Là où des manifestations se sont déroulées, elles ont parfois mobilisé beaucoup de monde; mais les bases de ces rassemblements étaient marquées du sceau de l’interclassisme: les élus locaux côtoyaient les petits patrons, les cadres, les ouvriers... Le peuple était réuni pour défendre son hôpital.

Il est vrai que les organisateurs, tant syndicaux que représentants des usagers, ont sollicité les divers élus locaux; ces derniers pouvaient être sincèrement attachés à la défense de leur hôpital, mais ce n’était pas le cas pour tous. Les élections présidentielles et législatives se profilaient à l’horizon et la chasse aux voix avait commencé. La rivalité entre certains élus pouvait aussi expliquer certaines présences. N’aurait-il pas été préférable de refuser de dépenser temps et énergie à quémander la présence de ces élus de la bourgeoisie pour se consacrer à organiser le mouvement sur des bases de classe?

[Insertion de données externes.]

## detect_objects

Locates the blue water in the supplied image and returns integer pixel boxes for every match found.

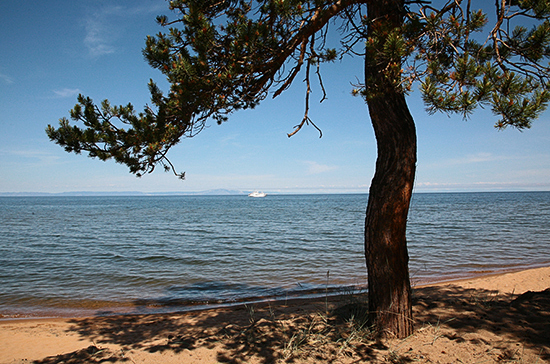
[0,192,548,318]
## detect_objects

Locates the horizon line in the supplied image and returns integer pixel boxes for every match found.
[1,189,549,197]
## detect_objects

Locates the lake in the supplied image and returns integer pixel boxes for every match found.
[0,192,548,318]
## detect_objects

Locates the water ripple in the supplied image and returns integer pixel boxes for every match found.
[0,192,549,318]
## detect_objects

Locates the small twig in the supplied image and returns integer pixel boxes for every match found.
[287,34,323,138]
[325,270,330,315]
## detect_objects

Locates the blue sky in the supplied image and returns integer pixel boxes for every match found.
[1,1,549,194]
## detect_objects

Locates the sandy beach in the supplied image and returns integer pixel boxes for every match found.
[1,266,549,363]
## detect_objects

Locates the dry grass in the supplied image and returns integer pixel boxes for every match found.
[21,283,550,364]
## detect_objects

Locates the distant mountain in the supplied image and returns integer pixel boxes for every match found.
[0,191,144,197]
[143,189,246,196]
[0,192,54,197]
[0,189,247,197]
[197,189,245,195]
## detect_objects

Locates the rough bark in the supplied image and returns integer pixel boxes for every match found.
[364,0,416,338]
[365,92,416,338]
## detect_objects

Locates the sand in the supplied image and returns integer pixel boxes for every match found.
[1,266,549,364]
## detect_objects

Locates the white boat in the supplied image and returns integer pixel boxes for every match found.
[248,190,267,198]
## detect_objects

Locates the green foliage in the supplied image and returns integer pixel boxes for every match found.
[362,0,550,129]
[46,83,187,178]
[404,2,550,129]
[47,0,550,176]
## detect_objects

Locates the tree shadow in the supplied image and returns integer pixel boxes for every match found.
[32,345,128,364]
[32,285,549,363]
[33,295,381,363]
[412,285,550,360]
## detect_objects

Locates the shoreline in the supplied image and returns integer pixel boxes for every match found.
[2,263,549,322]
[414,261,550,288]
[1,266,549,363]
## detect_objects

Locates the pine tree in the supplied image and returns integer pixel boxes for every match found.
[47,0,550,338]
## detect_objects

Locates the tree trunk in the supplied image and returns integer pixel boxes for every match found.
[365,92,416,338]
[364,0,416,338]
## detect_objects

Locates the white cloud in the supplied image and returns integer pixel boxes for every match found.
[414,181,550,192]
[126,2,167,16]
[304,161,338,174]
[53,88,82,98]
[84,11,117,57]
[442,152,499,166]
[219,134,242,147]
[0,72,14,84]
[82,2,165,58]
[457,152,497,164]
[423,152,503,170]
[7,149,61,165]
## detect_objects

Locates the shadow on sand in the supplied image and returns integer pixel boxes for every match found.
[32,285,549,363]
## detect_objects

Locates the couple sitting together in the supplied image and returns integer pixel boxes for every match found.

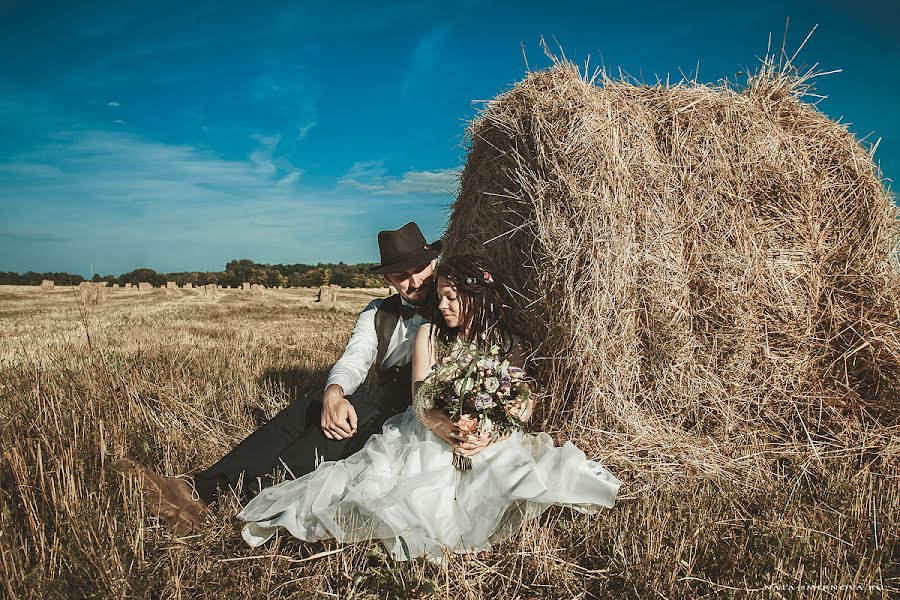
[117,222,621,562]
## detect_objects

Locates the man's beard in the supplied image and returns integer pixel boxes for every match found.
[406,280,434,304]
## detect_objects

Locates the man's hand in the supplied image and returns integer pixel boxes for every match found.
[321,384,358,440]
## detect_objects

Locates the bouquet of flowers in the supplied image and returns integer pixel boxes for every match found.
[417,339,533,469]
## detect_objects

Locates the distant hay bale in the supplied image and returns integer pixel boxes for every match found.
[112,283,119,289]
[316,285,337,303]
[77,281,106,305]
[251,284,265,295]
[443,57,900,483]
[201,283,217,295]
[166,281,177,290]
[242,282,251,291]
[138,282,152,292]
[183,282,193,289]
[124,283,133,289]
[40,280,54,292]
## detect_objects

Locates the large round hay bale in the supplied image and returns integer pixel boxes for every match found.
[77,281,107,305]
[443,60,900,482]
[40,280,54,292]
[316,285,337,303]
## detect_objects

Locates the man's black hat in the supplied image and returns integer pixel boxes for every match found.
[369,222,442,274]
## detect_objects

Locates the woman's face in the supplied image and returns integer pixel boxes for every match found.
[436,275,463,329]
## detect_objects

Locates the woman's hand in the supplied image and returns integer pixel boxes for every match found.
[455,431,494,457]
[423,408,462,447]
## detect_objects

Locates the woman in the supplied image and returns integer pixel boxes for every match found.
[238,255,622,562]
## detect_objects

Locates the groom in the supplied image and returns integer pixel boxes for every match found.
[117,222,441,532]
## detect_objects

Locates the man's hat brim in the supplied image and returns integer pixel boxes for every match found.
[369,240,442,274]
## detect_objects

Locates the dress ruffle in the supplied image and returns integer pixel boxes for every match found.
[238,408,621,562]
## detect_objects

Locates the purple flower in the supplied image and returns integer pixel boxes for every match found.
[474,393,496,410]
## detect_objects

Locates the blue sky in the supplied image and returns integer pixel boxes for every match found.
[1,0,897,276]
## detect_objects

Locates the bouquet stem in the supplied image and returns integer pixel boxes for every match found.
[453,454,472,470]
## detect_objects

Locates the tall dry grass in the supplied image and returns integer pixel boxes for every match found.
[0,284,894,598]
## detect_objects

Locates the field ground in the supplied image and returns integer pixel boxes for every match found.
[0,285,894,598]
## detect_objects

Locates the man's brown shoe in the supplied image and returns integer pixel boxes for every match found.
[114,457,210,534]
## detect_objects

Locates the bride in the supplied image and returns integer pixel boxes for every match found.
[238,254,622,561]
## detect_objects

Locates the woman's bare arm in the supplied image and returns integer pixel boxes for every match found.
[411,324,436,400]
[411,325,464,446]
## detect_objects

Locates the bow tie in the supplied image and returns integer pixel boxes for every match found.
[399,303,426,320]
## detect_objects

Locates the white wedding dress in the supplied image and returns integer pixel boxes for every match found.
[237,402,622,562]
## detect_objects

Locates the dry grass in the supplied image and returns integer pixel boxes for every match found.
[1,281,894,598]
[442,50,899,597]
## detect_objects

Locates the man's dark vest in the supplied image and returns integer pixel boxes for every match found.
[371,294,427,412]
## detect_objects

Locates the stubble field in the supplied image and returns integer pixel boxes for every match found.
[0,285,894,598]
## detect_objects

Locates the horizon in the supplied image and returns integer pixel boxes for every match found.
[2,0,898,278]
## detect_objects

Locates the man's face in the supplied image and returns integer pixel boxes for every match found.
[384,260,435,305]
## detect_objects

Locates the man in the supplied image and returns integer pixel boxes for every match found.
[116,222,441,533]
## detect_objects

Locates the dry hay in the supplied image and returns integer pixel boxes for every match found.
[201,283,217,295]
[250,284,265,295]
[443,54,900,490]
[316,285,337,303]
[124,282,133,289]
[77,281,107,305]
[40,279,54,292]
[165,281,177,290]
[183,282,193,289]
[112,283,119,288]
[138,282,152,291]
[242,282,251,291]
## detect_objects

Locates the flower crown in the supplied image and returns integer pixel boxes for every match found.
[465,270,494,286]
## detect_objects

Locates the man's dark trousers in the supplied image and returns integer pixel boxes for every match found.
[192,386,407,504]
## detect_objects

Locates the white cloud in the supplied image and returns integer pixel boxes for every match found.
[297,120,317,140]
[107,101,120,107]
[0,128,374,272]
[278,169,303,185]
[339,161,460,196]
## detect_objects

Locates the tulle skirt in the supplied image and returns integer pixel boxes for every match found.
[237,407,622,562]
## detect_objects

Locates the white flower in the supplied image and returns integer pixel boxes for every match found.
[453,377,475,397]
[483,377,500,394]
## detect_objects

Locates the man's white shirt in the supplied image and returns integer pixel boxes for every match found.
[324,297,427,396]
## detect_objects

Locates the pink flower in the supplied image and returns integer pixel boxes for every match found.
[457,414,479,435]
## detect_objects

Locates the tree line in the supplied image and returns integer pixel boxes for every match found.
[0,259,387,288]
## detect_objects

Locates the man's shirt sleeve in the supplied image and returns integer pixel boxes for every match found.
[324,299,382,396]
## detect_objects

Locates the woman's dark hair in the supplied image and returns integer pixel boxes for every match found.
[430,254,525,354]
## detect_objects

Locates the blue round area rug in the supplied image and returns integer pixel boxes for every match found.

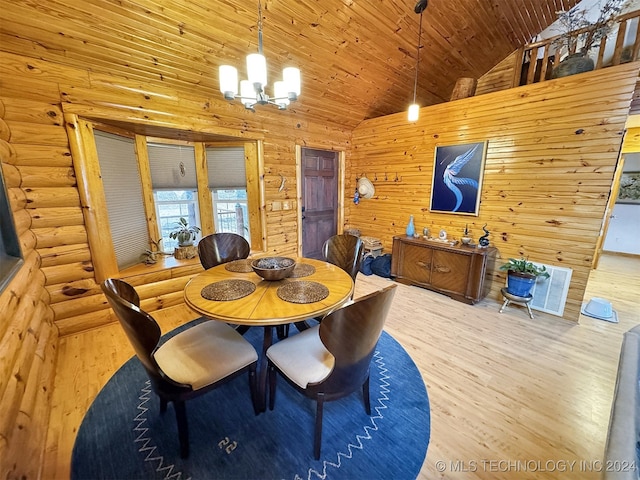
[72,319,430,480]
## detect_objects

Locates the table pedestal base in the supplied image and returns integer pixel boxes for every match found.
[499,287,534,319]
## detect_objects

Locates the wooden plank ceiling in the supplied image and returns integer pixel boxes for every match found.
[0,0,580,128]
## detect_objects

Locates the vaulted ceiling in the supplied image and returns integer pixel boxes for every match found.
[0,0,582,128]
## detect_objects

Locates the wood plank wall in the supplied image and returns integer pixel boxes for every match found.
[346,62,640,322]
[0,49,350,476]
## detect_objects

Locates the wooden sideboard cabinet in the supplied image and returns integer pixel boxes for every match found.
[391,235,496,304]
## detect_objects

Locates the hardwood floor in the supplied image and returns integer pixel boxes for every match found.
[42,253,640,479]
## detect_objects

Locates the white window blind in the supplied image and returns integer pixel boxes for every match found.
[148,143,197,189]
[206,146,246,188]
[94,131,149,270]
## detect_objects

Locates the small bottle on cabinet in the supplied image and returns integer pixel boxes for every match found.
[406,215,415,237]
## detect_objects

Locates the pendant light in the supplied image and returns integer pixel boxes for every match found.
[219,1,301,111]
[408,0,428,122]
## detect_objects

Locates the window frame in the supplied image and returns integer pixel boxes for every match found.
[211,187,251,242]
[154,189,201,252]
[0,165,24,293]
[66,114,265,280]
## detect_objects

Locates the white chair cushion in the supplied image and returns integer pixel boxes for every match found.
[266,326,335,389]
[154,321,258,390]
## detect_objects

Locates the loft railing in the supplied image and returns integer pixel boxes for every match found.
[516,9,640,86]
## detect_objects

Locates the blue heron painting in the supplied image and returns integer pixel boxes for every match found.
[430,141,487,215]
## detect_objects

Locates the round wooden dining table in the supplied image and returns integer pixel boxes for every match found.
[183,256,354,411]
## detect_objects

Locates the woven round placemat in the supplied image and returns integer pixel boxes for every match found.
[201,279,256,301]
[277,281,329,304]
[224,259,253,273]
[289,263,316,278]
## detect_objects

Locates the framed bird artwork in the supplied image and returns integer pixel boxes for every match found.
[430,141,487,215]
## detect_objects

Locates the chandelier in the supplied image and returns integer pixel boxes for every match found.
[408,0,428,122]
[218,1,301,111]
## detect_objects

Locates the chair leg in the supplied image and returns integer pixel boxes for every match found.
[235,324,250,335]
[268,364,277,410]
[314,393,325,460]
[276,324,289,339]
[362,375,371,415]
[294,317,322,332]
[248,364,259,415]
[294,320,311,332]
[174,400,189,459]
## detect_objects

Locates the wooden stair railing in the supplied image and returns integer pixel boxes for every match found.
[516,10,640,87]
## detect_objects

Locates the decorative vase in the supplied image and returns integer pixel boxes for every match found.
[506,271,536,297]
[406,215,415,237]
[552,53,594,79]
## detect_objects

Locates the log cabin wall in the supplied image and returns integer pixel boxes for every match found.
[0,72,58,477]
[346,63,640,322]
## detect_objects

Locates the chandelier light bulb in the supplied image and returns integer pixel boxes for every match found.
[283,67,301,98]
[274,81,290,109]
[219,65,238,99]
[247,53,267,89]
[240,80,255,108]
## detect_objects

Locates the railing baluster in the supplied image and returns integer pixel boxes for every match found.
[527,46,539,85]
[612,19,628,66]
[632,18,640,62]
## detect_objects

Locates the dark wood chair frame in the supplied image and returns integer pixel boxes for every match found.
[322,233,365,285]
[197,232,251,270]
[267,284,397,459]
[198,232,255,334]
[101,278,258,458]
[292,233,365,333]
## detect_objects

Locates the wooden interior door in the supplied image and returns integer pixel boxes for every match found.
[301,148,338,259]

On aurait alors bien vu s’ils rejoignaient le mouvement: ils auraient certainement brillé par leur absence, mais cela aurait apporté la clarté...

Les prolétaires ne peuvent se désintéresser de ces luttes; ils doivent revendiquer des services de soin au plus près de leur domicile et de leur lieu de travail, d’autant plus que le ministère de la Santé a décidé la mise en place de Groupements Hospitaliers de Territoire qui, par leurs spécialisation, éloigneront certains patients de leur résidence et condamneront les plus petits hôpitaux (lire: les moins rentables) à devenir au mieux des structures gériatriques.

Le prolétariat a raison de se mobiliser et il est du devoir des militants communistes révolutionnaires de les accompagner, d’aider à organiser ces luttes, mais sur des bases anticapitalistes. C’est pourquoi la revendication de «défense de l’hôpital public» doit être dénoncée: l’hôpital public est une entreprise capitaliste comme l’est la clinique privée. Nous sommes en présence ici d’une variété de capitalisme d’Etat: économie mercantile induisant dégradation des conditions de travail des prolétaires concernés et des travailleurs hospitaliers.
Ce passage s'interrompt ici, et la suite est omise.